1919 Motor Transport Corps convoy
The 1919 Motor Transport Corps convoy was a "Truck Train" of the US Army Motor Transport Corps that drove over 3,000 mi (4,800 km) from Washington, D.C. (departing July 7 and arriving September 6), to Oakland, California, and ferried to San Francisco. In addition to 230 road incidents (stops for adjustments, extrications, breakdowns, & accidents) resulting in 9 vehicles retiring, the convoy of "24 expeditionary officers, 15 War Department staff observation officers (e.g., Bvt Lt Col Dwight D. Eisenhower of the Tank Corps), and 258 enlisted men" had 21 injured en route who did not complete the trip. Although some "were really competent drivers" by the end, the majority of soldiers were "raw recruits with little or no military training"; and except for the Motor Supply Company E commander (1st Lt Daniel H. Martin), troop officers had "meager knowledge" of "handling men in the field".
1919 Motor Transport Corps convoy car at a service station in a western desert town.

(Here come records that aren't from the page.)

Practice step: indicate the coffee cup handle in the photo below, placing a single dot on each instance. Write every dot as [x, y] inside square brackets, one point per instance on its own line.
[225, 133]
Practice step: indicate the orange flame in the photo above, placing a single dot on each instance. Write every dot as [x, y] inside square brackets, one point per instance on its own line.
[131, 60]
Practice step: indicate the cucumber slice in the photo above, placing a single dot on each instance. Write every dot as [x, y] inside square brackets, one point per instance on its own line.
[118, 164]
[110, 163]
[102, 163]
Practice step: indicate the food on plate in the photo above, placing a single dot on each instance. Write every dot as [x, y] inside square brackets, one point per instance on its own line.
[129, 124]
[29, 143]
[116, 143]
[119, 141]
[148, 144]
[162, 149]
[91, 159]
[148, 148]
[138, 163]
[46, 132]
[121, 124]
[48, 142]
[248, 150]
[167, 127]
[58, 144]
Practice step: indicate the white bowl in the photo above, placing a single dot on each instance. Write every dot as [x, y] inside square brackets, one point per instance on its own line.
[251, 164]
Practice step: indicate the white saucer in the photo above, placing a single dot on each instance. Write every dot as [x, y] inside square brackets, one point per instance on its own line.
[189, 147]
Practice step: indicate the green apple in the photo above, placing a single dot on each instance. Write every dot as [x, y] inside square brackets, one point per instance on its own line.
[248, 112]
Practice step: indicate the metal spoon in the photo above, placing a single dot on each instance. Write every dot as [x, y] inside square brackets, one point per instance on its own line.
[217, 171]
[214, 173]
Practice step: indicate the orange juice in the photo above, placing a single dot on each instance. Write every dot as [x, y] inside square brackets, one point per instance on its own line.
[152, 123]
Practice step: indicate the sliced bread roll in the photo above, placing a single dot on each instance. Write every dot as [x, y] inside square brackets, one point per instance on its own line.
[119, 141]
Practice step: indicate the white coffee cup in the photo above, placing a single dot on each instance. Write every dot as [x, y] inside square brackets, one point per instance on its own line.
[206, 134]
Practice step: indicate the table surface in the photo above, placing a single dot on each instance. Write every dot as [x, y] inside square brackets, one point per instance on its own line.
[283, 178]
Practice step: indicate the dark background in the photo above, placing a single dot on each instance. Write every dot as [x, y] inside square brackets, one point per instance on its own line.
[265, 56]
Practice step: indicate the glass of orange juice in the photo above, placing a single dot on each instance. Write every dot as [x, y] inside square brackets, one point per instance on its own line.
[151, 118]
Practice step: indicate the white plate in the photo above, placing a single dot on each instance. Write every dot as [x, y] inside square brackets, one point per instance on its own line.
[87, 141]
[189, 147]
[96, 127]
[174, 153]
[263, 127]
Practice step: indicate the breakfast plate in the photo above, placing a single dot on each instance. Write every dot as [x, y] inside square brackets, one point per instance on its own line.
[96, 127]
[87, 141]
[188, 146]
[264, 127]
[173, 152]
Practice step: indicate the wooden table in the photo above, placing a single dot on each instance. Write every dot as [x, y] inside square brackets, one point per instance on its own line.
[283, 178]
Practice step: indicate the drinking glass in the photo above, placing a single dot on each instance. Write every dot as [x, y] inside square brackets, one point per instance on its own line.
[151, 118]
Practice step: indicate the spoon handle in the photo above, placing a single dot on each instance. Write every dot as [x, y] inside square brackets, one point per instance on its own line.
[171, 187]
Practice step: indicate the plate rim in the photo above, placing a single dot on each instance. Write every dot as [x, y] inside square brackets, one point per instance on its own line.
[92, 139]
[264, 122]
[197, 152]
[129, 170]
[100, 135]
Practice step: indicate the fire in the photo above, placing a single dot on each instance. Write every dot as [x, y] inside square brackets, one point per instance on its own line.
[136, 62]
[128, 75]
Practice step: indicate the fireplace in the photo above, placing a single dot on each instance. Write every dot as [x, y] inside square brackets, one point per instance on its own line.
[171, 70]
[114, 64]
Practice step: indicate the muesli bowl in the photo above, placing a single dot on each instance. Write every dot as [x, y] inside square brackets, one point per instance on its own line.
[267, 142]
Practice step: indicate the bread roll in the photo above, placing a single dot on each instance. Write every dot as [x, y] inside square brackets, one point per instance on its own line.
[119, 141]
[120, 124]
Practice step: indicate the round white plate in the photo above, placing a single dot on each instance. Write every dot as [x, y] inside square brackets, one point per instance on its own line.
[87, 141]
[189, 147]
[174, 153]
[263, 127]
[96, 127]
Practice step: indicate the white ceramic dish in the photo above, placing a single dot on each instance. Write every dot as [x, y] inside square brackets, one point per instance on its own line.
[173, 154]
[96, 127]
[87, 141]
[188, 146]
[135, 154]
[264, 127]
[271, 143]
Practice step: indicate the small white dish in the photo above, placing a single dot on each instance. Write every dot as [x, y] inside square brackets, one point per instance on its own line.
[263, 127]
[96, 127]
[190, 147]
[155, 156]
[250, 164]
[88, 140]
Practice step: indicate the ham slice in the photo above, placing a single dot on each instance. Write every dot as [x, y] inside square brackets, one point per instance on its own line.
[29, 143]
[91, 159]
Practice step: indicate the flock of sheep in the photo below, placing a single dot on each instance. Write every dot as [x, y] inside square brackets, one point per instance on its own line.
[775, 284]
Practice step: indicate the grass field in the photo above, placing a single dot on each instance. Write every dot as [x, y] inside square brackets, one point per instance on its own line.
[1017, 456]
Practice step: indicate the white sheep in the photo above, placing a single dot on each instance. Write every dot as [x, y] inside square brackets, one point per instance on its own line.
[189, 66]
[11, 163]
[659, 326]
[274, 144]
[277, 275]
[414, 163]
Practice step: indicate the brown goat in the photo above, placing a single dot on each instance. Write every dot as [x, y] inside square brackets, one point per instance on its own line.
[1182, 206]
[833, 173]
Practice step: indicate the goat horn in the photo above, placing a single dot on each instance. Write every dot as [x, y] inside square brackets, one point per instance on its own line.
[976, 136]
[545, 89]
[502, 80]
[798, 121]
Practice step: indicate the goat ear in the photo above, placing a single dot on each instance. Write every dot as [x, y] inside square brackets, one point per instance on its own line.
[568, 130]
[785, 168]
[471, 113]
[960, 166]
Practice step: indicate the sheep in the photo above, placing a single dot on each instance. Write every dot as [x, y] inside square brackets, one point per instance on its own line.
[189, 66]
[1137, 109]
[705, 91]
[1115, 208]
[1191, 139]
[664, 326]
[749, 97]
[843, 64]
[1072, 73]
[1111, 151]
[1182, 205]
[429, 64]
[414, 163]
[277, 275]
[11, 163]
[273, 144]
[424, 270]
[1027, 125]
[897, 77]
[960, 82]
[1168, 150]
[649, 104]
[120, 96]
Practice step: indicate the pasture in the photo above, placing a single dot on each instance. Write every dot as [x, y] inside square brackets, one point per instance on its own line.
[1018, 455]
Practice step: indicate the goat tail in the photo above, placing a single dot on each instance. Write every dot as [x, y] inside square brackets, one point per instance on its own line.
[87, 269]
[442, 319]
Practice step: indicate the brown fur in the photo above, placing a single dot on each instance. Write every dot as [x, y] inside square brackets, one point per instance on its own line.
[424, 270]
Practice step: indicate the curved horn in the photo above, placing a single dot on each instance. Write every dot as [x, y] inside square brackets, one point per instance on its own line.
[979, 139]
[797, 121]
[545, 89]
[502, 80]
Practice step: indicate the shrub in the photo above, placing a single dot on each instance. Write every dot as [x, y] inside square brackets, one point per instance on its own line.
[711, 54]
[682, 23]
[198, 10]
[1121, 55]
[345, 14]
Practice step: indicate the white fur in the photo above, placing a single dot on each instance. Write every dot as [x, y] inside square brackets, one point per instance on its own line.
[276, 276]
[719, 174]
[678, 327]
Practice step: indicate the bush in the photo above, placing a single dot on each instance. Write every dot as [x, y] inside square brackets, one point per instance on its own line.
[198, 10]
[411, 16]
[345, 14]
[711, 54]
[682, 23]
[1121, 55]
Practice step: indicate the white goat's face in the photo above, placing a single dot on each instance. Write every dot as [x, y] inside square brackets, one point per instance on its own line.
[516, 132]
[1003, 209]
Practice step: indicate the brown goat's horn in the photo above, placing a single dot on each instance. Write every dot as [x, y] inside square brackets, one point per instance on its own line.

The route taken by the convoy began at the Zero Milestone in Washington DC. The convoy proceeded to Gettysburg, where it met up with the Lincoln Highway. They then followed the Lincoln Highway all the way to San Francisco.
The convoy broke and repaired 88 wooden bridges:10 in Wyoming), and "practically" all roadways were unpaved from Illinois through Nevada. The convoy logged 3,250 miles (5,230 km) in 573.5 hours (5.67 mph avg.). and 6 rest days without convoy travel were used. Convoy delays required extra encampments and, at Oakland, California, the convoy was 7 days behind schedule, ferrying the next morning on the last travel day.